I had a great conversation with my friend and coaching mentor, Galadriel, this past week about a perpetual struggle I have with experiencing fulfillment in my life. In the process, I learned a fun (and I think very apt) new word: Too-full-ment. (Thanks to Galadriel for that one!)
Too-full-ment is what happens when you fill your plate, not with things that drain you or don't bring you life, but with too many things that do. You go after too many good, life-giving things at once, and the paradoxical effect of that is that your life actually becomes less fulfilling. For a dunce like me, this experience can be very confusing. After all, more is more, right? More life, more joy, more good meaningful work, more deep relationship. The more of that you can get onto your plate, the better your life is. So how come when I do that--when I fill my plate to overflowing with tons of great, meaningful, life-giving things--I end up feeling less alive. Drained. Even burdened.

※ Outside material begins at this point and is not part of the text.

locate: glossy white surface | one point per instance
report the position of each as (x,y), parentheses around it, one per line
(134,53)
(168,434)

My problem is this: I tend to treat life like an all-you-can-eat buffet. So many wonderful choices, so many flavors to try, so much to consume! I fill my plate to the rim and eat it quickly (because some part of me knows my stomach will soon betray me and signal "full") and go refill it again. It's all good stuff (OK, I realize most buffets are actually full of junkie foods, but for the sake of the analogy, let's assume that my buffet has nothing but the best-tasting most nutritious food imaginable), and I take it all in with passion and vigor. But when I can finally take no more, what I find at the end of that experience is not fulfillment, but suffering. I feel awful. Like a stuffed whale begging to be put out of its misery. Instead of being fulfilled, I'm over-full--a condition that's anything but life-giving.
As Galadriel said during our convo, it's not that you can't have it all, you just can't have it all at once.
Part of living a life of fulfillment involves respecting the limits of your own capacity. Too much of a good thing does not make Jack a fulfilled boy. True fulfillment means consciously choosing to say no some things that really do bring you life, in favor of balance, breathing room, and a healthy, life-giving pace.
What about you? When does fulfillment turn into "too-full-ment" for you? How do you know when you've crossed the line? And how do you get back to a truly fulfilling life?